En la filmant dans cet état d’intimité, j’avais l’impression d’avoir accès à un espace-temps différent du nôtre, propre aux personnes âgées lorsqu’elles prennent place dans l’entre-deux qui sépare la vie de la mort.
Une fois la pellicule développée, cette impression m’est apparue de manière plus évidente encore.
Grâce au support 8 mm, au noir et blanc et à sa texture, j’étais désormais en mesure d’appréhender un état de la vie, presque imperceptible à l’oeil nu. Une forme de mystère.
Pendant près de trois années, je l’ai filmée dans ces états. Et ce jusqu’à son dernier regard.
Durant ces trois années où la matière vive d’un film à venir était en train de naître, un événement important dans mon existence est survenu. J’allais devenir père pour la seconde fois, d’une petite fille.
Pour avoir observé mon premier enfant, je savais que les êtres en bas âge et ceux qui sont très âgés se ressemblent. Ils vivent dans un autre monde que le nôtre, dans une forme d’absence, ils ont le même regard, comme s’ils voyaient ce qui nous est imperceptible.

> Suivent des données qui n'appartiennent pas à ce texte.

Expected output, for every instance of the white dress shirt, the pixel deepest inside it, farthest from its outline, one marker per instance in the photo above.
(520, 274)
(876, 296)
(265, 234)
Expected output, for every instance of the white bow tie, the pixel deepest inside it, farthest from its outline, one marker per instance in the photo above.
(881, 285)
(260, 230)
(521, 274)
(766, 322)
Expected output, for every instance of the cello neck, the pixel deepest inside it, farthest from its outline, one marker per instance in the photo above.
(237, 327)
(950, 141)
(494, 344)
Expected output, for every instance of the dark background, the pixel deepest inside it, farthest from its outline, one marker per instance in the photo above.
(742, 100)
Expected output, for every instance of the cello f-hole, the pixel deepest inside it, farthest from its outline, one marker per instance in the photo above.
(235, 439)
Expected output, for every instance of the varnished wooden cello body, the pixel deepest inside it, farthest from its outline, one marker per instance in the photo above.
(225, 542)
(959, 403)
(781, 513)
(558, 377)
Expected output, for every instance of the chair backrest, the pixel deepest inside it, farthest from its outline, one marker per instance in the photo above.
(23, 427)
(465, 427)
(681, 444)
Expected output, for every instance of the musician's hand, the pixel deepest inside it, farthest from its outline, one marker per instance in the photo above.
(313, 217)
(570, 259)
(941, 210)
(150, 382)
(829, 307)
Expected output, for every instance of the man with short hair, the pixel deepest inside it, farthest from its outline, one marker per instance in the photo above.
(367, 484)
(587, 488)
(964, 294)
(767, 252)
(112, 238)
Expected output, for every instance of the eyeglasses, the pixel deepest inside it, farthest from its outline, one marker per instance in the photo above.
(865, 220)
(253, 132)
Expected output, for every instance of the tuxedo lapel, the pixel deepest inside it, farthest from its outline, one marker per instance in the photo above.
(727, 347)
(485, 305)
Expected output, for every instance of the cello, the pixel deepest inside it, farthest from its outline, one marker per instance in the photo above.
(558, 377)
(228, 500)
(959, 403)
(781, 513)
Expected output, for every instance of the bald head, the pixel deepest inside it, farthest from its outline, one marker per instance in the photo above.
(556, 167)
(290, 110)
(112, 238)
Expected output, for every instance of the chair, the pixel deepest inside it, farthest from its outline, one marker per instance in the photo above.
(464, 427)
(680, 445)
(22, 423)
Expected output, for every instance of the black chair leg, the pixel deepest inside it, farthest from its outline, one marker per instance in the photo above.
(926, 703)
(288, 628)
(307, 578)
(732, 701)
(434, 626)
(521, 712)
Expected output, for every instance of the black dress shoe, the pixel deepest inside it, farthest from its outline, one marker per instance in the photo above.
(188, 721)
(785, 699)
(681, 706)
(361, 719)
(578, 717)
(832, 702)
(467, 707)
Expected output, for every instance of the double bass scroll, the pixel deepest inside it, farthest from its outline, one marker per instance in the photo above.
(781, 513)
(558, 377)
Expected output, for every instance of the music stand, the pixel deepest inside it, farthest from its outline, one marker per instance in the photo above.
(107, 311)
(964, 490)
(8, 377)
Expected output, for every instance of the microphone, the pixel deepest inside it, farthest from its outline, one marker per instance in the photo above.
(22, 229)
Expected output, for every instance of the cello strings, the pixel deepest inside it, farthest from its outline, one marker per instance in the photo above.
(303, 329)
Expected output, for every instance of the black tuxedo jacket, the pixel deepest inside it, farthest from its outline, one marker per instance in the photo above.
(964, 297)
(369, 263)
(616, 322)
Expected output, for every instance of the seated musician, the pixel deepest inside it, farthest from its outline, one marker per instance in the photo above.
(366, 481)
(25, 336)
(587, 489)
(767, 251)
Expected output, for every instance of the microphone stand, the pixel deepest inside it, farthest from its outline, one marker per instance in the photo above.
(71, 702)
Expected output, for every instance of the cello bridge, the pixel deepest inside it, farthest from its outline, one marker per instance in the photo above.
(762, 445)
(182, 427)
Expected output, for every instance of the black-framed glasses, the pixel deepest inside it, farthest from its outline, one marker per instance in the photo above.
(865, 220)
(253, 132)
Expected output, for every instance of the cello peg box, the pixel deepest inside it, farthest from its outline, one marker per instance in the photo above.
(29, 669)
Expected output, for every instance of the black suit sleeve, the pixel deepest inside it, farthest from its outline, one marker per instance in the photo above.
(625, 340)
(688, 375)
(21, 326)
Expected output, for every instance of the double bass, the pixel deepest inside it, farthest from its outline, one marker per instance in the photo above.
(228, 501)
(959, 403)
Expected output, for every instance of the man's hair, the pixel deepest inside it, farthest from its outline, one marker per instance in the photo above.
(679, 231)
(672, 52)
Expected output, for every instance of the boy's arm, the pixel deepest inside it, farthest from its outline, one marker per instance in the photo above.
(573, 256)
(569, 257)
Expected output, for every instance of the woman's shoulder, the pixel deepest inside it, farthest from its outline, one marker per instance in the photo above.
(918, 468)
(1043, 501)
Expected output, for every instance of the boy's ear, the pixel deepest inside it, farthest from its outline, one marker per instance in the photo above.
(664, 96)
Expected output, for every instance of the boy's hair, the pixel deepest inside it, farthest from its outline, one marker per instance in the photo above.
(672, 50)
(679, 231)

J’ai alors décidé de filmer, avec le même support que pour ma grand-mère, ma fille durant la période qui a précédé sa naissance, durant l’accouchement de sa mère, durant les premières semaines qui ont suivi sa venue parmi nous.
Autant d’images et de sons, de points de rencontres entre une arrière grand-mère et son arrière petite-fille, habitées par un même état, par un même rapport de proximité et d’éloignement au monde.
Plus tard, peu de temps avant que ma grand-mère ne meure, j’ai filmé les moments partagés par ma fille avec son arrière grand-mère. Ces élans de transmission durant lesquels on ne sait plus qui soutient qui, qui se cache dans l’ombre de qui, qui vient au secours de l’autre.
Après la mort de ma grand-mère, au vide a succédé le désir de donner un prolongement à ces images. Un besoin de continuer à filmer pour faire naître le souvenir, pour essayer de faire survivre la présence à l’absence.
J’ai alors choisi de partir comme on part en voyage, en périple. Sans scénario, sans idée arrêtée, sans producteur. Partir pour me laisser glisser entre deux mondes, celui où j’habite aujourd’hui, la Belgique, et celui où je vis, cette partie de l’Afrique à partir de laquelle j’ai réalisé la plupart de mes films. Partir pour rencontrer d’autres lieux, d’autres personnes, d’autres histoires qui témoignent d’un imaginaire capable de faire le lien avec les absents, de réenchanter le réel. C’est ainsi que je me suis rendu dans un vieux cimetière des Ardennes françaises. S’y trouvaient encore plusieurs centaines de tombes très anciennes, datant pour la plupart du Moyen-âge. Sur chacune d’elles étaient perceptibles de manière fragmentaire des épitaphes ainsi que des paroles laissées par les défunts avant leur mort.
Des phrases, des noms, des signes, gravés pour que le souvenir survive à l’oubli. Des traces de vies passées néanmoins presque disparues.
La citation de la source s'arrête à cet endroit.